I am not changing my last name… legally, but not my stage name or the name on FB or anything I use in my career. That’s going to remain my maiden name. Everyone has their own reasons and I support you! It’s not totally weird in the 21st century and I think some people need to get over themselves. It’s totally your decision.
Post # 28
They sound more like frenemies to me. As a PP said, those were very thinly veiled insults. Maybe they are jealous of the relationship that you have with your Fiance.
Post # 29
I’m glad you’re planning on talking with her about this. True friendships shouldn’t be functioning with passive agressive or hurtful comments.
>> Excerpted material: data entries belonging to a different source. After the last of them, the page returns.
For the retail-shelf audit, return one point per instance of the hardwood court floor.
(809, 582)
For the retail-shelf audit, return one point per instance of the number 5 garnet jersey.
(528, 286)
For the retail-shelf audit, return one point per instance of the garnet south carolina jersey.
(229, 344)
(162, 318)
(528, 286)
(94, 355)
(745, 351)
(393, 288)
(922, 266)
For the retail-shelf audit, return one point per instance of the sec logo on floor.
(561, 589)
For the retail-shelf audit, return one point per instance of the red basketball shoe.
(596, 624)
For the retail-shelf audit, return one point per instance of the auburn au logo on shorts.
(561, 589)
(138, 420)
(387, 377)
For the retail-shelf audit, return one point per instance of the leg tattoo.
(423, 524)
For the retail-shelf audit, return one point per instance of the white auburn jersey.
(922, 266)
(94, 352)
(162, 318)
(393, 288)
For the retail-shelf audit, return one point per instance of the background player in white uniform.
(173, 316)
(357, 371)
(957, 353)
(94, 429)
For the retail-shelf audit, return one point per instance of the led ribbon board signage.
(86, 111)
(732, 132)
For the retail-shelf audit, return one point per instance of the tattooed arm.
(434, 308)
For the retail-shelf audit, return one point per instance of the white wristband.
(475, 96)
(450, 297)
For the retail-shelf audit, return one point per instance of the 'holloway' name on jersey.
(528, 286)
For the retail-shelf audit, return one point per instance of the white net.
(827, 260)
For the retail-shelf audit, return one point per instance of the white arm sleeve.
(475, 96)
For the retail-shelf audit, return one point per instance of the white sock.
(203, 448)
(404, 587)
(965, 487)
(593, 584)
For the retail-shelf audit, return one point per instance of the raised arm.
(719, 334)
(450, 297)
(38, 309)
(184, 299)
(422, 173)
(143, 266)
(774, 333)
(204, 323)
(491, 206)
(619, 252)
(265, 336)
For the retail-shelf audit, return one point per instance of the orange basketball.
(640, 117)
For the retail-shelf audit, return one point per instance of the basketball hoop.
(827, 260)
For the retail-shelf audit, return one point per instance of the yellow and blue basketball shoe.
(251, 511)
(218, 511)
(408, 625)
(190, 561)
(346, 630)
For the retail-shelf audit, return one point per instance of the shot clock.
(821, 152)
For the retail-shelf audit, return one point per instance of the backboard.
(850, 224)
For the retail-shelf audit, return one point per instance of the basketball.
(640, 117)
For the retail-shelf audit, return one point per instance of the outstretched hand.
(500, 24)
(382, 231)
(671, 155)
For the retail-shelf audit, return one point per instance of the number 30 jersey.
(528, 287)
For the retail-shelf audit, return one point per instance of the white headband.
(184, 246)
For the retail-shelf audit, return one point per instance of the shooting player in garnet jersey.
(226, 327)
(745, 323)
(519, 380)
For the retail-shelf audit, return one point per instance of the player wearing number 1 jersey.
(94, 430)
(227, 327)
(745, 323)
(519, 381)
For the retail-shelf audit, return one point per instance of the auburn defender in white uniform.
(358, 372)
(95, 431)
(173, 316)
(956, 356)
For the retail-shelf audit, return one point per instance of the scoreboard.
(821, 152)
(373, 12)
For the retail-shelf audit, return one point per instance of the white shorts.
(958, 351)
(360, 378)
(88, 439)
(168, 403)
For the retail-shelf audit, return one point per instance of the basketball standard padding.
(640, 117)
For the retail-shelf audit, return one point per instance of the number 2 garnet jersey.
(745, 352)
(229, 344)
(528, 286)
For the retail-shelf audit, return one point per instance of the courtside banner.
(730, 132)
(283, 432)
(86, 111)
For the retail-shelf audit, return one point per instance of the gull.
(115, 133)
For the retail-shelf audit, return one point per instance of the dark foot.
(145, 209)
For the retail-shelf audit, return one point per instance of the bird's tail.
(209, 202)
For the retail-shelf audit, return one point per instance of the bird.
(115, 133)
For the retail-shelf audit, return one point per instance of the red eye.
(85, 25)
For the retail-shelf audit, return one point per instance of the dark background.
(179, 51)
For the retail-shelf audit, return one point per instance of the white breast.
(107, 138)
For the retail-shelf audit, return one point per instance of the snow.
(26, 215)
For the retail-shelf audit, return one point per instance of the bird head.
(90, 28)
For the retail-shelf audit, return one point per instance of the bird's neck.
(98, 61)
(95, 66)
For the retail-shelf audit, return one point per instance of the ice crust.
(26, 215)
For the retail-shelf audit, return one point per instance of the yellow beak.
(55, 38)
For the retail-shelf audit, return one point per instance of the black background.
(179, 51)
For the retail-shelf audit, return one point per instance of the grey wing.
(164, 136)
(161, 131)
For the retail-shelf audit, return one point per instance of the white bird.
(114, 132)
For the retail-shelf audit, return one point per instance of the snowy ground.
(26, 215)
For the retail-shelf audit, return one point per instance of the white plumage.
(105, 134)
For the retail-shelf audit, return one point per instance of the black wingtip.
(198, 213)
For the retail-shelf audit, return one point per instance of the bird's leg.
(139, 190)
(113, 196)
Maybe she is jealous, insecure…who knows? But you should be treated more respectfully than that.
Post # 30
Yuck. Stuff like that is why I no longer tell people in real life my plans for the future, our wedding, name changes, etc. I don’t feel like justifying my choices anymore to people, you know? Everyone always has an issue or something snarky to say. I feel like telling people like your friends, “Sorry something in your own life is causing you to treat me like this, but you don’t need to take it out on me!”.
Post # 31
Ugh, I have so been there! Please do whatever you want and don’t let anyone bully you into changing your name if you don’t want to. Why are people so judgemental about that? I have always planned on keeping my name and my fiance has no problem whatsoever with that. But he mentioned it to a couple of his married coworkers, and they said, “I don’t know, if my wife had wanted to keep her name it might have been a dealbreaker.” Are you kidding me? If that’s all it would take for you to reconsider marriage, maybe you shouldn’t have gotten married at all!
A name is such a personal thing that everyone should be able to feel comfortable to change it or not without any criticism or judgement.